1am commented 8 years ago

@pepe2k, @bome I've tried replacing the transformer for my ETH switch (luckily I don'thave ETH + transformer in one) but the results are the same. Carambola2 modules are also laying flat and mounted properly.

@valinskas The unit was not faulty, it worked normally and nothing bad (like storms) happened to it. In first occurrence the device was working and after a while it suddenly stopped with this error. With the latest instance of the error it was around 2-3 days of being off after initial setup before this error occurred. Carambola2 is not very easy nor cheap to replace and I'd really need to understand it's source when it happens for other devices from the current batch. So far it has been observed on 2 of few hundred Carambola2 based devices.

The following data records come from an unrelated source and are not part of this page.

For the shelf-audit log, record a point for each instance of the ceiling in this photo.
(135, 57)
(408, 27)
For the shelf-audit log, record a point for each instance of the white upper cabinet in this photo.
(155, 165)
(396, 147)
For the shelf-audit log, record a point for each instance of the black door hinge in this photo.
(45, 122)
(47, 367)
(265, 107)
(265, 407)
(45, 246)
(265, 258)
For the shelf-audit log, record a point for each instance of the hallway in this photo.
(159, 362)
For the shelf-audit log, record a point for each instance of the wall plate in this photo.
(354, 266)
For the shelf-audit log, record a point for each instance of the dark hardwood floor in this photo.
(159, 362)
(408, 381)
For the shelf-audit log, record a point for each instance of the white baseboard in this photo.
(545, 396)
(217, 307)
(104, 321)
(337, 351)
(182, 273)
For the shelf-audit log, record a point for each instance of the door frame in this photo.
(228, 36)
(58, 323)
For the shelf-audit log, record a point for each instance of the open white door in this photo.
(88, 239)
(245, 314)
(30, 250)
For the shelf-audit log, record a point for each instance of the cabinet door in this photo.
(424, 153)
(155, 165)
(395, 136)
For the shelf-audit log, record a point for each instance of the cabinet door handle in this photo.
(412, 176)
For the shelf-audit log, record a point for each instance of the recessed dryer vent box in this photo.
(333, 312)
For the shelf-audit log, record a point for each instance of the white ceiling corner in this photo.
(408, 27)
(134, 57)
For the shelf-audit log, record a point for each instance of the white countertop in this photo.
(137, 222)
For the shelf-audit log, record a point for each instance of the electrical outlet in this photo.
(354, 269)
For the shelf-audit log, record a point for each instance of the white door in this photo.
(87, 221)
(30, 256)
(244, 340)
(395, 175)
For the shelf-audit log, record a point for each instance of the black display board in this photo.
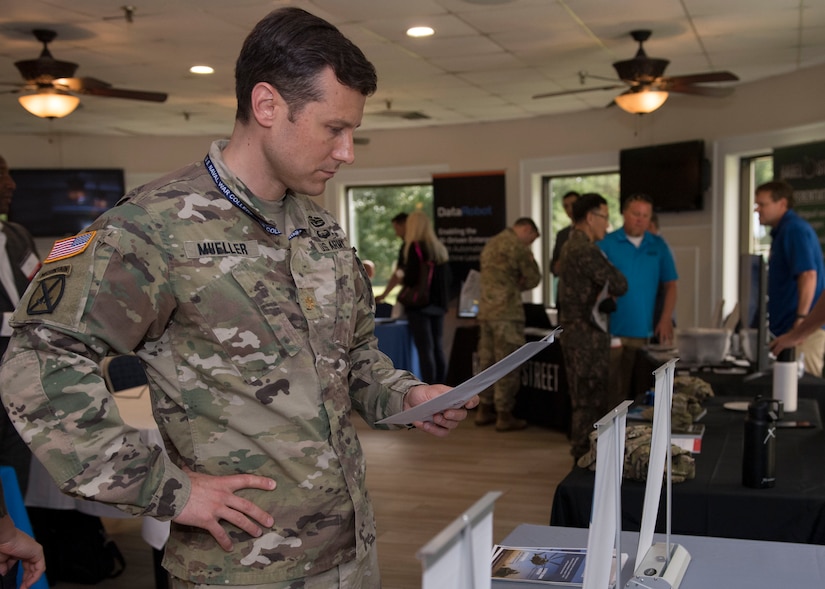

Hardware wise I'd say everything looks ok but for some reason the problem persists over system flashing. Is it possible that there's something funny happening in bootloader?

mantas-p commented 8 years ago

@1am, please contact 8devices support at: support@8devices.com to arrange replacement of defective modules. When contacting support, please send link to this ticket. Also please leave a note in shipment, saying "For Mantas P."

codehero commented 5 years ago

Ensure that your 3.3V power supply startup starts with no droop. I noticed the same error, and when I fixed my supply startup the PHY worked again.

valinskas commented 3 years ago

Closing issue, ≈2years  since last activity. Assuming issue was resolved.